The plan for the climb was simple: get together a small number of climbers who had experience in the area and carry light packs with no climbing gear. If the climbing became too difficult, we would not reach the summit. The first day’s hike was a nine-mile walk up the Canyon Creek trail to Canyon Creek Boulder lakes. We were the only people camping at the lakes, which are nestled on a granite slab in a granite bowl with a commanding view across the canyon towards Sawtooth Mountain—the fourth highest peak in the Trinity Alps. The last half-mile of this trail resembles a dry creek bed and is described in hiking books as one of the roughest and steepest trails in the Alps. Daytime temperatures were rather moderate and only reached into the low 80s—perfect for swimming.
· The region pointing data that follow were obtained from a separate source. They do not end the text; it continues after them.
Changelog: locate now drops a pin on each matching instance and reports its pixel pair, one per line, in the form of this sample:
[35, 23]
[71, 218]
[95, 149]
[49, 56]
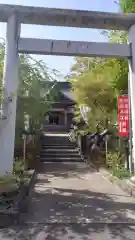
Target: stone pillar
[131, 38]
[65, 112]
[10, 82]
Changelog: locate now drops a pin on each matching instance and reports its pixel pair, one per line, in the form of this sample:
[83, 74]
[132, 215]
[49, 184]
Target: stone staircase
[56, 147]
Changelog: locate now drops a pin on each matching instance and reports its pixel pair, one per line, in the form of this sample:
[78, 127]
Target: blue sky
[62, 64]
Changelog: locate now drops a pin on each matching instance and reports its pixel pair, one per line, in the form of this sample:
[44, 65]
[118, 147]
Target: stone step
[60, 160]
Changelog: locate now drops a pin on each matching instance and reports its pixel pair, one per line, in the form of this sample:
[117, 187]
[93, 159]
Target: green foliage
[127, 6]
[115, 162]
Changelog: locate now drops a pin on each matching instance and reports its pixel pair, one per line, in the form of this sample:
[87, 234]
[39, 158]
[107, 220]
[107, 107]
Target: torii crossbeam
[15, 15]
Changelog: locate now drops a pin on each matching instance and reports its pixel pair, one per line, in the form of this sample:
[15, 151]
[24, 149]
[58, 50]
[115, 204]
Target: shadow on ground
[57, 213]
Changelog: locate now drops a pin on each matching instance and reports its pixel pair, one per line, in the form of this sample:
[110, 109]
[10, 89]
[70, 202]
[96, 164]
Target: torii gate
[14, 15]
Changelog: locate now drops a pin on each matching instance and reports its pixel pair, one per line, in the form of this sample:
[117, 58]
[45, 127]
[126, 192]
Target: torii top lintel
[67, 17]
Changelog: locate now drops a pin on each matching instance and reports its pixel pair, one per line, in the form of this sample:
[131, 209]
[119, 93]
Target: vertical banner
[123, 116]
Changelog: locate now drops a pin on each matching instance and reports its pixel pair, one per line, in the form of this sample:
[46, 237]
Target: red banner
[123, 116]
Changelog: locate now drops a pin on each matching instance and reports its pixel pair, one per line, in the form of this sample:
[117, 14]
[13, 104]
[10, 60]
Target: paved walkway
[71, 202]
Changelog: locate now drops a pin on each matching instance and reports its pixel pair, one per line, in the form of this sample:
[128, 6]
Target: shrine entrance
[16, 15]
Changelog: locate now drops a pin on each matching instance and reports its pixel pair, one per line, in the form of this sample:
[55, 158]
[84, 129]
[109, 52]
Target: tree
[30, 103]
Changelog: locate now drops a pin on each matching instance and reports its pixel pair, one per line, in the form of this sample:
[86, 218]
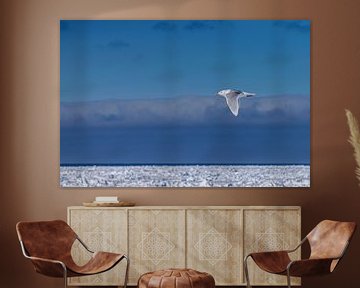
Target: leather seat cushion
[176, 278]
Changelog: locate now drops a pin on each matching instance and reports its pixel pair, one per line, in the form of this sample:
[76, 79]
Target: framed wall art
[184, 103]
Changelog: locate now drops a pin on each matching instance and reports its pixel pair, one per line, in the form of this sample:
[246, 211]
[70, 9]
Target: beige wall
[29, 118]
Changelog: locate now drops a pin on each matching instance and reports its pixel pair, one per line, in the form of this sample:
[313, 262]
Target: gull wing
[232, 99]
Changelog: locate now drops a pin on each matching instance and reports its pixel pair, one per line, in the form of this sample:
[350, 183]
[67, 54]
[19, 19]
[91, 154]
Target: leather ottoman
[176, 278]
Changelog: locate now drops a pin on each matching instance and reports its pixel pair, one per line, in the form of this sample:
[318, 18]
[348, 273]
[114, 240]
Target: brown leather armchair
[328, 242]
[48, 245]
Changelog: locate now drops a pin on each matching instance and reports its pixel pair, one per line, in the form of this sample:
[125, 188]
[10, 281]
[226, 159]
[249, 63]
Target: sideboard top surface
[193, 207]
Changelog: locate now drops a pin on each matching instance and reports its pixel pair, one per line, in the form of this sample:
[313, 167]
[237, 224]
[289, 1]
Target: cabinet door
[214, 244]
[100, 230]
[271, 230]
[156, 240]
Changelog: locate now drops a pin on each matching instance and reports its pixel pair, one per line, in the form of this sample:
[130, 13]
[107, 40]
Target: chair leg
[126, 271]
[65, 275]
[246, 270]
[288, 278]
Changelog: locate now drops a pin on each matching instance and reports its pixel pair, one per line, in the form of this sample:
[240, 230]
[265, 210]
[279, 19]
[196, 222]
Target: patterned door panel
[214, 241]
[157, 241]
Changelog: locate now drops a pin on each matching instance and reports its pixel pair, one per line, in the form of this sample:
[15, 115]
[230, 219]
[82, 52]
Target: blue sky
[152, 85]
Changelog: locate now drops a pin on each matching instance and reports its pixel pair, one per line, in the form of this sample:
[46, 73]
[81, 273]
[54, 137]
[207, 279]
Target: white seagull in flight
[232, 98]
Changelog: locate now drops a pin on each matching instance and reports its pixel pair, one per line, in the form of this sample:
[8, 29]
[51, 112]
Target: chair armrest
[309, 267]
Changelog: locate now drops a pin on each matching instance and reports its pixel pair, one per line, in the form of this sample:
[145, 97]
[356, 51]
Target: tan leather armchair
[328, 242]
[48, 245]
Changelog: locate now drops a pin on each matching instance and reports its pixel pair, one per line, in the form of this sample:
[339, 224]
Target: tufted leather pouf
[176, 278]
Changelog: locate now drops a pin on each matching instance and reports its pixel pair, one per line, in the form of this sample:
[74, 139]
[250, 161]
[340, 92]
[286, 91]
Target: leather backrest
[329, 238]
[47, 239]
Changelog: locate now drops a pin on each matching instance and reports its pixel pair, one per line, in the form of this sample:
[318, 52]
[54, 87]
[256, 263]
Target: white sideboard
[212, 239]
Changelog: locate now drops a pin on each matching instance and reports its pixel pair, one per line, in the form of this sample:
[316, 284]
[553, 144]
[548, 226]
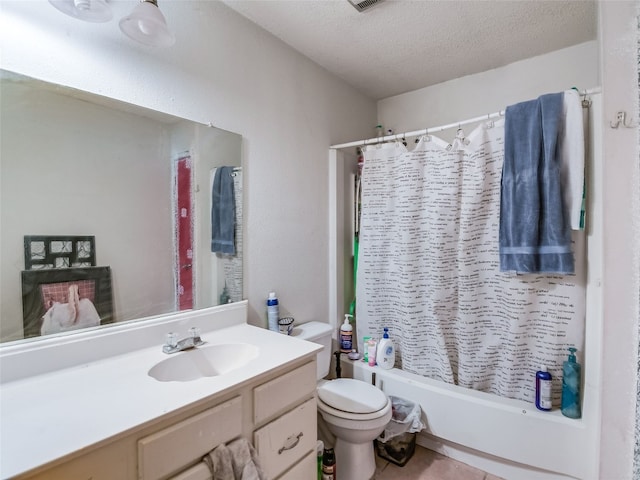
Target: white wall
[224, 70]
[491, 91]
[618, 42]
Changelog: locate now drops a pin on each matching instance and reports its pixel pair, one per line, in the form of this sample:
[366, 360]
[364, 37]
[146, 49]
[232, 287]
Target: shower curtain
[428, 270]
The next morning, the climb team ascended the north side of the bowl towards Mt. Hilton, the third highest peak in the Alps. The first part of this climb was up granite slabs and then up a small creek, which was the only way through a steep slope of dense, head-high manzanita. After the creek disappeared, a bit of bushwhacking led us to more open slopes covered in small meadows and wild flowers. After we dropped our packs, we continued up towards the summit crossing small snowfields and rock bands. A final, steepish snow field and some easy rock scrambling brought us to the summit of Mt. Hilton and a summit register with entries by Verle Duckering and Jack Grauer dating back to 1992. There was not a cloud in the sky and the view went from the Pacific coast to Mt. Lassen, and from Oregon to deep into the Sacramento Valley. Mt. Shasta was close on the eastern skyline. After we descended to our packs, we hiked a bit farther and set up a camp on a ridgeline near a small stream. The cross-country hike and climb had taken the better part of 12 hours.
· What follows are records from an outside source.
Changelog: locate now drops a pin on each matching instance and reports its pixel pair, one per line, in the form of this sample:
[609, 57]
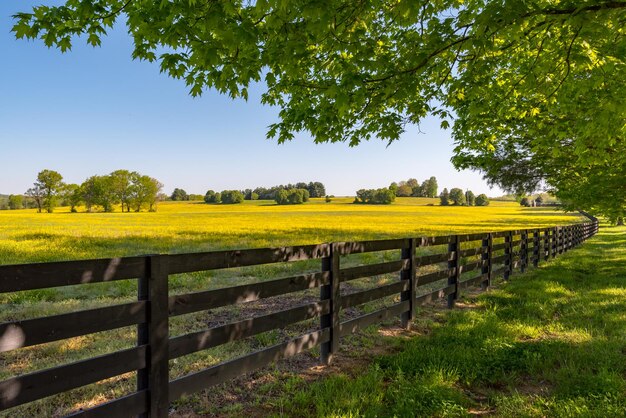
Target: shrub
[457, 196]
[382, 196]
[482, 200]
[471, 198]
[445, 197]
[211, 197]
[232, 197]
[179, 195]
[292, 196]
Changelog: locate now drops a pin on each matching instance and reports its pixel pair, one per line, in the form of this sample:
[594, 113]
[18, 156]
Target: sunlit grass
[548, 343]
[26, 236]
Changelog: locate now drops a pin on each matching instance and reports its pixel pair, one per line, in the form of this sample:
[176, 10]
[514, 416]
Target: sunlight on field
[26, 236]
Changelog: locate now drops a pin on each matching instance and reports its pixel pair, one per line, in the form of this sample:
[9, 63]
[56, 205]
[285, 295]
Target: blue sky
[95, 110]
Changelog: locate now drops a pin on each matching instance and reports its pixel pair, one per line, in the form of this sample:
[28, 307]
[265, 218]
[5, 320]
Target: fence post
[536, 247]
[153, 288]
[408, 273]
[486, 257]
[508, 252]
[524, 250]
[454, 263]
[330, 292]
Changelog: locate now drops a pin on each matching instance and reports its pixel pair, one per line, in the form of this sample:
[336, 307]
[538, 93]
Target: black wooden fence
[154, 306]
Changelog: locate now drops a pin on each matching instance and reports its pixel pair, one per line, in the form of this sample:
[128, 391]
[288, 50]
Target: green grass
[26, 236]
[551, 342]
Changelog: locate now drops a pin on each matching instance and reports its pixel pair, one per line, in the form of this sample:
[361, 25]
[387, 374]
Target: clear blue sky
[95, 110]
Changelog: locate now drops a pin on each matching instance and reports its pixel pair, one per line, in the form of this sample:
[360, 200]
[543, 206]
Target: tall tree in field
[470, 198]
[444, 197]
[457, 196]
[72, 195]
[535, 83]
[145, 192]
[36, 194]
[50, 183]
[122, 187]
[16, 201]
[431, 187]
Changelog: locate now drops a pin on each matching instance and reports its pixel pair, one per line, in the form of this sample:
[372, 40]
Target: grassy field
[26, 236]
[548, 343]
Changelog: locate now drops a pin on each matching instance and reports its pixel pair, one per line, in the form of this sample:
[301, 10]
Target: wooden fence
[497, 253]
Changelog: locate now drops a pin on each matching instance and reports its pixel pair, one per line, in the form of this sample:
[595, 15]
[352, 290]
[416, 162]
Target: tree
[444, 197]
[394, 188]
[120, 183]
[457, 196]
[179, 195]
[292, 196]
[404, 191]
[232, 196]
[431, 187]
[16, 201]
[72, 196]
[498, 67]
[470, 198]
[212, 197]
[49, 183]
[482, 200]
[145, 192]
[382, 196]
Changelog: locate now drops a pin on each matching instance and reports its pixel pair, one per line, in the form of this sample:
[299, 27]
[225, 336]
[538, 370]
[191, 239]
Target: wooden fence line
[154, 306]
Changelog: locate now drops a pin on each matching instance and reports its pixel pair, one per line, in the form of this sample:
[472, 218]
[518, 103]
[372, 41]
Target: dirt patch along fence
[445, 266]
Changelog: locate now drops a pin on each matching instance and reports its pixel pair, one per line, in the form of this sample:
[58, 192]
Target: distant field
[27, 236]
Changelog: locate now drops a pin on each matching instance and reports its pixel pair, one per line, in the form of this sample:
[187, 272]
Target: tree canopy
[535, 88]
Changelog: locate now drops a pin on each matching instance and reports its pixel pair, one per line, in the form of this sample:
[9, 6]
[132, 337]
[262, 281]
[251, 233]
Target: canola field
[177, 227]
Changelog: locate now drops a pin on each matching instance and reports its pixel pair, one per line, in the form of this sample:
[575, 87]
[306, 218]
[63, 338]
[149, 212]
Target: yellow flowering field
[27, 236]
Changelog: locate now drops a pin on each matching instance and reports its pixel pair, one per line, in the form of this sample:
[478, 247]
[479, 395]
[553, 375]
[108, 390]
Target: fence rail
[519, 249]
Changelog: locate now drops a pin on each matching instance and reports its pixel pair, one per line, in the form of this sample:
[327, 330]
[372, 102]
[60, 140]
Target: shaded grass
[551, 342]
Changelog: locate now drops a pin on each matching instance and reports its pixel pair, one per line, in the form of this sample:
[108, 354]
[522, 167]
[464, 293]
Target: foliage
[314, 188]
[470, 198]
[444, 197]
[72, 196]
[292, 196]
[457, 196]
[482, 200]
[535, 87]
[179, 195]
[16, 202]
[231, 197]
[50, 183]
[404, 191]
[212, 197]
[382, 196]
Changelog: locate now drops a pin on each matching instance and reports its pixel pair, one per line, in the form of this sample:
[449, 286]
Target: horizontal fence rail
[458, 261]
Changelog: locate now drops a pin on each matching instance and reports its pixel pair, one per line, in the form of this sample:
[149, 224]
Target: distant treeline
[283, 195]
[130, 189]
[386, 195]
[458, 197]
[428, 188]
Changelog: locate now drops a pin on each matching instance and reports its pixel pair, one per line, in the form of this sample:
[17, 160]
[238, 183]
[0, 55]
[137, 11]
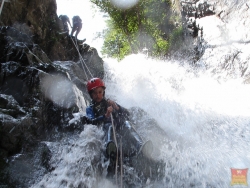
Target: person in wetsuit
[102, 112]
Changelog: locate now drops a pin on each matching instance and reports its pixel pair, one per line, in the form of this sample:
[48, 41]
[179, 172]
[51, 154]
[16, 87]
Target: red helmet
[94, 83]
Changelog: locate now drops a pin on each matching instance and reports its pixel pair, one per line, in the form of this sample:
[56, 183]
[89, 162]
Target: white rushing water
[204, 113]
[207, 119]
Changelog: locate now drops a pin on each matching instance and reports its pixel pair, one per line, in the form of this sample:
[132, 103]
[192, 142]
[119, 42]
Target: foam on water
[206, 119]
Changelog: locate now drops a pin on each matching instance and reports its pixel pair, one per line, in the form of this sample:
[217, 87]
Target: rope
[82, 60]
[121, 163]
[114, 134]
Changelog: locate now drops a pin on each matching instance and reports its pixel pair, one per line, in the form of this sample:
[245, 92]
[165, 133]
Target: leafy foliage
[141, 26]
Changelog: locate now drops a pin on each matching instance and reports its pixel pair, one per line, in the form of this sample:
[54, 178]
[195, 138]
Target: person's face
[97, 94]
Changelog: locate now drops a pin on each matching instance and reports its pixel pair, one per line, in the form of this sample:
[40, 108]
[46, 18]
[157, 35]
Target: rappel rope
[121, 163]
[82, 60]
[114, 134]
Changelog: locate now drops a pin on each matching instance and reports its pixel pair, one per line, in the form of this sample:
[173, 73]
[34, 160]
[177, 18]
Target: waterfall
[206, 120]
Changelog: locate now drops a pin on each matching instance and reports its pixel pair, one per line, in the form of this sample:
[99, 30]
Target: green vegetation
[150, 24]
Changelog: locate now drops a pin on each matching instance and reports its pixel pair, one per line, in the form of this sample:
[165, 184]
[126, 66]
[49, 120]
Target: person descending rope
[103, 112]
[77, 25]
[65, 21]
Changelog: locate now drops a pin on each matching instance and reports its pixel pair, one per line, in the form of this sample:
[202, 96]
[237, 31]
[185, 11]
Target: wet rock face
[30, 40]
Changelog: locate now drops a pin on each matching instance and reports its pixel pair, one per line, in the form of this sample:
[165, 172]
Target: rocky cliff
[39, 68]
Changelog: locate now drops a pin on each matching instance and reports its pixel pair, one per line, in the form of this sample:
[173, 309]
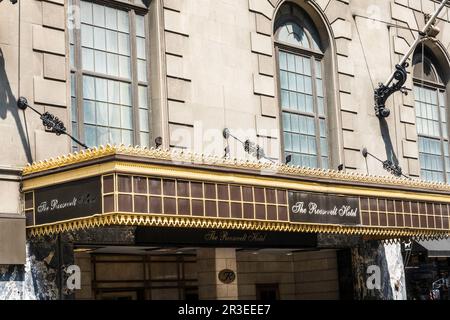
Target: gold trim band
[204, 223]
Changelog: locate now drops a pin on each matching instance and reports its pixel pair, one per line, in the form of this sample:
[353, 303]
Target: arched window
[302, 92]
[431, 114]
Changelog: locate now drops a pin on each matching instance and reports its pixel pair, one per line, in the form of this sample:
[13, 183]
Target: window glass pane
[142, 71]
[318, 66]
[296, 143]
[284, 99]
[102, 114]
[113, 91]
[309, 104]
[87, 36]
[72, 56]
[123, 21]
[284, 80]
[308, 85]
[101, 89]
[140, 45]
[124, 44]
[319, 88]
[114, 115]
[127, 137]
[115, 136]
[324, 146]
[111, 41]
[301, 102]
[99, 38]
[321, 106]
[127, 118]
[89, 87]
[86, 12]
[143, 98]
[99, 15]
[295, 126]
[90, 135]
[143, 120]
[113, 64]
[87, 56]
[124, 67]
[299, 64]
[107, 104]
[292, 82]
[125, 94]
[145, 139]
[307, 66]
[89, 112]
[293, 34]
[140, 26]
[102, 136]
[111, 18]
[100, 61]
[293, 101]
[283, 60]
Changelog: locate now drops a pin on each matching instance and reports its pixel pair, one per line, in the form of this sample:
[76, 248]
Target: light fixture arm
[50, 122]
[384, 91]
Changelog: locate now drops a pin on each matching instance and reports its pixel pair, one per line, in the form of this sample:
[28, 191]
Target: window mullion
[134, 75]
[316, 112]
[79, 76]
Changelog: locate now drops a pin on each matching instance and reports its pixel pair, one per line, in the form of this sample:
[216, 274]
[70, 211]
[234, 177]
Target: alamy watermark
[373, 281]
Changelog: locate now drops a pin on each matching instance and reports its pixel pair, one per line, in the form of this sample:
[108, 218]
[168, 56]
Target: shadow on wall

The third day, we moved camp over to the next ridge. Frequent bear scat, some of it rather fresh, got our attention. After leaving all our heavy gear, we started up toward Peak 8,913. We hiked up on snow along the Hilton arête, and descended the arête on 35 snow to more level terrain. We then ascended the snowfield towards the col south of Peak 8,913. Photographs from previous trips and topo maps suggested that the south ridge would be easy enough to climb without special gear. Initially, this proved to be true as the team ascended snow fingers and boulder fields, but as we got closer to the summit, it became clear that small cliffs would block our way. The climb team solved this problem by probing every possibility, finally exploiting a weakness on the west side of the summit block to reach the summit. This route, involving 4th and very low 5th class scrambling up solid granite blocks, proved to be fairly easy even without gear. The only difficulty we encountered was deciding which route we could down-climb safely. There was no summit register, but someone had left a small cairn to show that we were not the first to climb the mountain.
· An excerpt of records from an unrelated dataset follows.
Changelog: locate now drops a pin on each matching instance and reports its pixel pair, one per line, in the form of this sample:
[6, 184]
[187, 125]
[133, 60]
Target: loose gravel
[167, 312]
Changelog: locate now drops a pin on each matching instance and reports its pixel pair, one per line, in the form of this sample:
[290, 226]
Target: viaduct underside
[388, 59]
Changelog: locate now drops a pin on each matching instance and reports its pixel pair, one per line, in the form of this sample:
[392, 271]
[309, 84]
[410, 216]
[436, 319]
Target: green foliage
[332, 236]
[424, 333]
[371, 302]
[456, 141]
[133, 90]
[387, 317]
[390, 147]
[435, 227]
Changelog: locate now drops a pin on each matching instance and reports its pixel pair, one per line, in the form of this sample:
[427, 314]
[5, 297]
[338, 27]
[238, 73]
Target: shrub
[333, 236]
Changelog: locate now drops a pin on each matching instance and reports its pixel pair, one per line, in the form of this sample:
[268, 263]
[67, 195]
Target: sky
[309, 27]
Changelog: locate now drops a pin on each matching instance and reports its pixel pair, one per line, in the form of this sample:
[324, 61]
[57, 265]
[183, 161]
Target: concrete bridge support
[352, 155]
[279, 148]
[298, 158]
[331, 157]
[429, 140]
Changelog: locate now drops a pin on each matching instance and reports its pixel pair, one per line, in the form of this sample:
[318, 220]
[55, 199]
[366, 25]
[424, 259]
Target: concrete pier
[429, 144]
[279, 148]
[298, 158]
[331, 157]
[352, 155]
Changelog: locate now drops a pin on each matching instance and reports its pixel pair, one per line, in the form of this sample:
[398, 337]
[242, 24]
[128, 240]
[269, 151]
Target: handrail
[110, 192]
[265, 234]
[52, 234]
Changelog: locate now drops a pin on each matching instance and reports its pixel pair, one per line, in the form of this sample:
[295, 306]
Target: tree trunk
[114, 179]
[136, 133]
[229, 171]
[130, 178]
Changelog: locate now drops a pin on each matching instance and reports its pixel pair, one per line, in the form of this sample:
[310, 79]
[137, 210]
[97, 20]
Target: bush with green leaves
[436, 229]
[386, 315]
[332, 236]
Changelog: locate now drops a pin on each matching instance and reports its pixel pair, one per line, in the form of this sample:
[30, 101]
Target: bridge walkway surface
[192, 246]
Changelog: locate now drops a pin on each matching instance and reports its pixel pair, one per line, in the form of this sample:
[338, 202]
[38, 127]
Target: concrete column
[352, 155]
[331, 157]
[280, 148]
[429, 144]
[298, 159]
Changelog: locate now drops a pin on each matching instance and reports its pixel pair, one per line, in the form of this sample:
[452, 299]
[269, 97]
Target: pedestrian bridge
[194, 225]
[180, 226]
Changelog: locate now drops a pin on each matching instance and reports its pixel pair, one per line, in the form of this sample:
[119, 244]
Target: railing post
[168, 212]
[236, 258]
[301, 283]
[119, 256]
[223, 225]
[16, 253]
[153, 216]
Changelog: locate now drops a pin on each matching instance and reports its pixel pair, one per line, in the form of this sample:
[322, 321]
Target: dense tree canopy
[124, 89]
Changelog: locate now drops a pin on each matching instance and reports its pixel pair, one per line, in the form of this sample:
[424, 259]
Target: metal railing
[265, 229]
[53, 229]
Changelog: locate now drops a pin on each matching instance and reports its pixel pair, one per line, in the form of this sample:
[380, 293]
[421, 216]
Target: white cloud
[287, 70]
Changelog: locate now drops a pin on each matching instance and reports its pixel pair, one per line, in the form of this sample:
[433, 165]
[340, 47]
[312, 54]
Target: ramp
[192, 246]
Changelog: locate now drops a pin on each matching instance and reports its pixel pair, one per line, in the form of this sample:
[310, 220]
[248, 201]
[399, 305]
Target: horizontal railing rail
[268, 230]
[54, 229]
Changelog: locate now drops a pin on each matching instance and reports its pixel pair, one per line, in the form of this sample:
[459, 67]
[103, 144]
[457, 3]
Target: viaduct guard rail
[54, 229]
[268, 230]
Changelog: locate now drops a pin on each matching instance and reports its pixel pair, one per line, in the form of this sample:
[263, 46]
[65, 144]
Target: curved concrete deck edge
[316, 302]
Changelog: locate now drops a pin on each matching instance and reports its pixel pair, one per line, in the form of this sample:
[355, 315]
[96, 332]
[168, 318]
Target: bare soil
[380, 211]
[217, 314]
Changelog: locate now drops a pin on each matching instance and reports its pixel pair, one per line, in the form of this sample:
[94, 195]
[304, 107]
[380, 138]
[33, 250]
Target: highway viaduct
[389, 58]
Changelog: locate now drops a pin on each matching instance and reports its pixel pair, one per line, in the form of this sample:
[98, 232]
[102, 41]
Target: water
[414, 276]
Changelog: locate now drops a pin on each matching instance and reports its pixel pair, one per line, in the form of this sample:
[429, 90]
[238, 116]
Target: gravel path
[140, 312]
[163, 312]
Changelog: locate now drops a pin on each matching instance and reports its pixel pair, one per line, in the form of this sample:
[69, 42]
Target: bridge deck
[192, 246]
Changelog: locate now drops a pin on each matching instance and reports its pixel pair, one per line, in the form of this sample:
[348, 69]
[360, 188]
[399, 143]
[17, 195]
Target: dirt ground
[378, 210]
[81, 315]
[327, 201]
Again, the view was spectacular and the same as from Mt. Hilton the day before, except that we could now see Mt. Hilton to the southwest as well as Papoose Lake, a lake we had not been able to see from any of our previous summits. We descended the route to our packs, but realizing that in the early morning, hard snow would make our descent to the valley below very difficult, we moved camp farther down the ridge. Our camp that night was both below the snow line and farther from the bear scat. Thus ended another 12 hour day. That night the temperature reached the high 30s.
The fourth day, we spent 5 hours descending another several thousand feet, constantly finding ourselves cliffed out and forced to bushwhack through heavy brush. It was a welcome relief to reach Canyon Creek and the hiker trails which brought us back to the Canyon Creek Lakes, only 8 miles from the trailhead where adult beverages and greasy, salty snacks awaited us.
The climb team for Mt. Hilton included John Meckel, Al Papesh, Mark Curran, Jean Hillebrand, Greg Clark, and Karoline Gottschild. The team for 8,913 consisted of John Meckel, Al Papesh, Mark Curran, and Jean Hillebrand.